Set these environment variables to control API keys, hosting, and model defaults:

```bash
# If you want longer-term image storage and hosting (saves to ./images and serves via HOST_URL)
export HOST_IMAGES=true

# GitHub token for scraping private/public repos via `scrape_url`
export GITHUB_TOKEN=ghp_...

# Control scraping defaults
export DEFAULT_AI_MODEL=gpt-4o
export DEFAULT_EMBEDDING_MODEL=sentence-transformers/all-MiniLM-L6-v2
export FILESIZE_LIMIT_MB=50

# Max duration (in seconds) for audio transcription
export MAX_WHISPER_DURATION=600

# Filesize limit for webpages in mb
export FILESIZE_LIMIT_MB = 50

# Credientials for scraping repositories
export GITHUB_TOKEN=...
```

## CLI Usage

`thepipe <source> [options]`

### AI scraping options

`--openai-api-key=KEY` To enable VLM scraping, pass in your OpenAI API key

`--openai-model=MODEL` Model to use for scraping (default is `DEFAULT_AI_MODEL`, currently `gpt-4o`)

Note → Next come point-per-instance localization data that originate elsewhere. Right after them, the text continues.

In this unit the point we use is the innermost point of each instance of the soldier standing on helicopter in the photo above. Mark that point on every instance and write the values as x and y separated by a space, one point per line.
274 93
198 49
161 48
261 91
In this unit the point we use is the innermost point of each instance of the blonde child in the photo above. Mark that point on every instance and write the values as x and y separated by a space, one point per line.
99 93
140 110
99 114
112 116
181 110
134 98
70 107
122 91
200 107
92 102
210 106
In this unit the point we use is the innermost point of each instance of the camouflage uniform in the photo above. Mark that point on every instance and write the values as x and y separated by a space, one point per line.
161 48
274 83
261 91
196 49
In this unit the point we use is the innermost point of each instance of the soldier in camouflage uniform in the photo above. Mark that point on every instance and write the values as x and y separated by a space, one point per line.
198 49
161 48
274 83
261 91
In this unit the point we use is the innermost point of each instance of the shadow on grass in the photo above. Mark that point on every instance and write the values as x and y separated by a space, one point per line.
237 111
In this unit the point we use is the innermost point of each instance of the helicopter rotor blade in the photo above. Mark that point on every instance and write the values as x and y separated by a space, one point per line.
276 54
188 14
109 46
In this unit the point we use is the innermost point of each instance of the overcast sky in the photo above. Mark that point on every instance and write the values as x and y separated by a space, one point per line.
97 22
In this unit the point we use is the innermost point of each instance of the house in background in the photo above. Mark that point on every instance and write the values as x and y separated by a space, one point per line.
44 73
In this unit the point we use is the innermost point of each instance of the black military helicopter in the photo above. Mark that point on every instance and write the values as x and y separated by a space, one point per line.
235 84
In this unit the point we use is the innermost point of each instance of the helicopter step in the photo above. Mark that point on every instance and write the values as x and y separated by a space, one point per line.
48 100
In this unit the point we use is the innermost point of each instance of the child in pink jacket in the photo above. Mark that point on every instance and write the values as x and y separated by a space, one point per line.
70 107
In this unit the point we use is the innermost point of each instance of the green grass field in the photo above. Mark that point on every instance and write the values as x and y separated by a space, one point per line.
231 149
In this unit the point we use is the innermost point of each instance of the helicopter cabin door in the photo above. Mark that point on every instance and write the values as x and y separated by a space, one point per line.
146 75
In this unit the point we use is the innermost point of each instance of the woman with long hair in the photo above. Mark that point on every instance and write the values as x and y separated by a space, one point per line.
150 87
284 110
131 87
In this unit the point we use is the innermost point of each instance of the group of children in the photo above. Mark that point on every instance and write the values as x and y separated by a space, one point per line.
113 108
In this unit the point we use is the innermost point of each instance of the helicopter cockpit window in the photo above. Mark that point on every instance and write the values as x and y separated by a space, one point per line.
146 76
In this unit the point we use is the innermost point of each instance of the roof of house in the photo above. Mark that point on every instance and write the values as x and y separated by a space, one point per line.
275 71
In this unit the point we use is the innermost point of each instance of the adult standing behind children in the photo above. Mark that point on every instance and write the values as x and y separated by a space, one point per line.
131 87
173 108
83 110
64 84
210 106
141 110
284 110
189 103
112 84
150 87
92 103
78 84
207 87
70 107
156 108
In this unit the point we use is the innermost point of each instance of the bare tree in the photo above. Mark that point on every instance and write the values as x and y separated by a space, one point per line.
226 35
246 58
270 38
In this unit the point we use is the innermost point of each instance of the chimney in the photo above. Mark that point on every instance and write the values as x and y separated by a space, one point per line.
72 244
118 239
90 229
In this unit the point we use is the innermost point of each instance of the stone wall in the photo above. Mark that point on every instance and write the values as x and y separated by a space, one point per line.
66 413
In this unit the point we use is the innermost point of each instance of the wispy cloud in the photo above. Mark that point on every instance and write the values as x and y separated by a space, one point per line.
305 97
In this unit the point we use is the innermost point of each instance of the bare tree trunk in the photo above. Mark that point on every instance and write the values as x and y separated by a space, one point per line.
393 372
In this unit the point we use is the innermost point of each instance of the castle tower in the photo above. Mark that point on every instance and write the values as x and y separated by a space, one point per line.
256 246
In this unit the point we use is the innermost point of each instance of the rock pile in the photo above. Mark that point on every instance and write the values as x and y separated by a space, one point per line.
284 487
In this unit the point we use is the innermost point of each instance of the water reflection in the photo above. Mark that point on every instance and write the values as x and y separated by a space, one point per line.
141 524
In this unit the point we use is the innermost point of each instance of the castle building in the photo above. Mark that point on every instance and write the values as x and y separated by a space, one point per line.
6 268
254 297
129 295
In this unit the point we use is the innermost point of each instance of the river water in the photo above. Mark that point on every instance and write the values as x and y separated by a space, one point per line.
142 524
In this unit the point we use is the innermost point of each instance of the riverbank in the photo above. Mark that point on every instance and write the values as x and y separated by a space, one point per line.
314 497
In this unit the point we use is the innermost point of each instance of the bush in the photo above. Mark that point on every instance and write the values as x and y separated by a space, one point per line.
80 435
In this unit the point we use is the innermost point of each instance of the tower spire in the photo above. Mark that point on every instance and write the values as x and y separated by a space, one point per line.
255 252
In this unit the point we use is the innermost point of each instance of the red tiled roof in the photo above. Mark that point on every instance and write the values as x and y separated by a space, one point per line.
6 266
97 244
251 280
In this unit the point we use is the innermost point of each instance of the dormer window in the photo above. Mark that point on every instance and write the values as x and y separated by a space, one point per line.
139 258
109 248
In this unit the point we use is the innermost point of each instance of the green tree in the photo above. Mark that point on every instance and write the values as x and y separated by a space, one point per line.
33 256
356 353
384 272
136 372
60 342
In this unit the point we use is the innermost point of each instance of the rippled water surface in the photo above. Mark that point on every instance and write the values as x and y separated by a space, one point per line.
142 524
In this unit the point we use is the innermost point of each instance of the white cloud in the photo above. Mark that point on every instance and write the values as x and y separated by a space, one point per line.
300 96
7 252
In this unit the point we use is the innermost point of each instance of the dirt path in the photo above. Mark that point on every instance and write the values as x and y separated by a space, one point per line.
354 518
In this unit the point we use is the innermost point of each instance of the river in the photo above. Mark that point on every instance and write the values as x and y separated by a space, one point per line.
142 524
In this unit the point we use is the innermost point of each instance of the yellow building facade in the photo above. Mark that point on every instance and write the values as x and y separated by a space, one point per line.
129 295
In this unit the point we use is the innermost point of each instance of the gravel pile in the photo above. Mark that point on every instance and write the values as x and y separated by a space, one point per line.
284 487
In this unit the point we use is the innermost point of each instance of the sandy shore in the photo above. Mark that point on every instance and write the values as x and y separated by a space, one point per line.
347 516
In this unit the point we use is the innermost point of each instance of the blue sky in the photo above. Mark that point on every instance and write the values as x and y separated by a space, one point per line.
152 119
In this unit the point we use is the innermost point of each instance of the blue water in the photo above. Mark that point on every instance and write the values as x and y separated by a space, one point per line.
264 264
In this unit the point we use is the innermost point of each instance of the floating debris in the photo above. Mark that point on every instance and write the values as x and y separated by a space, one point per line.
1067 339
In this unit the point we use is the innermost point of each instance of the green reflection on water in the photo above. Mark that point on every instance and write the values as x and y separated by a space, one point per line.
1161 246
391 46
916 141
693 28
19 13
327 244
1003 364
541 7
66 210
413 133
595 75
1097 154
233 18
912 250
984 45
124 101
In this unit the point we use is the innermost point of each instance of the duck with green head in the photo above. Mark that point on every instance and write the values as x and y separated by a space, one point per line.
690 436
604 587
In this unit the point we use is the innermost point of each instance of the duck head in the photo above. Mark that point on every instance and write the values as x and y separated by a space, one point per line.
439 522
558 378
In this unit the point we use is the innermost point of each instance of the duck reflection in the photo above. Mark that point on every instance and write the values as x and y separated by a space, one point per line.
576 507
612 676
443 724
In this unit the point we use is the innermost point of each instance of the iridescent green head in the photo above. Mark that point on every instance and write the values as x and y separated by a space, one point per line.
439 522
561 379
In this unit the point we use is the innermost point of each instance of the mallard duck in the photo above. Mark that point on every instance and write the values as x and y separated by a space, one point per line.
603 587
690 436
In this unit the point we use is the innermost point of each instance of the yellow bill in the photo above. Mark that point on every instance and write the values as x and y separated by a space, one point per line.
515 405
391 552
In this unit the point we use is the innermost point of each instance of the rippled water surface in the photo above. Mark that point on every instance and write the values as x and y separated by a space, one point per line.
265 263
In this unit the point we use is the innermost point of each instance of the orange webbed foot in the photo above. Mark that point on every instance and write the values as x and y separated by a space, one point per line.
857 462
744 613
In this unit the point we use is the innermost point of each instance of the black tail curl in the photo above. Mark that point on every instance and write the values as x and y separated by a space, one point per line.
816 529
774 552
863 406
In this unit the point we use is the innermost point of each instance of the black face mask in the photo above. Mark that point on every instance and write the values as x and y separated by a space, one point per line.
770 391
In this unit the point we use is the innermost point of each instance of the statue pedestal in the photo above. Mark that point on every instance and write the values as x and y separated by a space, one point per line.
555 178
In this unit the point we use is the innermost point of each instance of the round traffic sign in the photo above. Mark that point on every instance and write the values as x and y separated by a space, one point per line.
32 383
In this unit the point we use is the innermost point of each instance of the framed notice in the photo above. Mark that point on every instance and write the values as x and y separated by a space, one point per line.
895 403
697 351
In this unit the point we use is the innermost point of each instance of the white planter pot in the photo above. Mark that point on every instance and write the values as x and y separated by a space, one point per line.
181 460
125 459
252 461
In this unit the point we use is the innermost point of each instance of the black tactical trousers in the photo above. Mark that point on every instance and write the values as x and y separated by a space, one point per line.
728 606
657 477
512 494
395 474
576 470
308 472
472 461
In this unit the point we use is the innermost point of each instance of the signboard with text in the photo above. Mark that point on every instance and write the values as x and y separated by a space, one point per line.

`--openai-base-url=URL` Custom LLM endpoint, for local LLMs or hosted APIs like OpenRouter (default: https://api.openai.com/v1)

`--ai_extraction` ⚠️ DEPRECATED; will get API key from `OPENAI_API_KEY` environment variable

### General scraping options

`--text_only` Output text only (suppress images)

`--inclusion_pattern=REGEX` Include only files whose \_full path\* matches REGEX (for dirs/zips)

`--verbose` Print detailed progress messages

## Contributing

We welcome contributions! To get started:

1. Fork the repo and create a feature branch:

   ```bash
   git checkout -b feature/my-new-feature
   ```

2. Install dependencies & run tests:

   ```bash
   pip install -r requirements.txt
   python -m unittest discover
   ```

3. Make your changes, format them, and commit them:

   ```bash
   black .
   git add .
   git commit -m "..."
   ```

4. Push to your fork and create a pull request:

   ```bash
   git push origin feature/my-new-feature
   ```

5. Submit a pull request to the main repository.

6. Wait for review and feedback from the maintainers. This may take some time, so please be patient!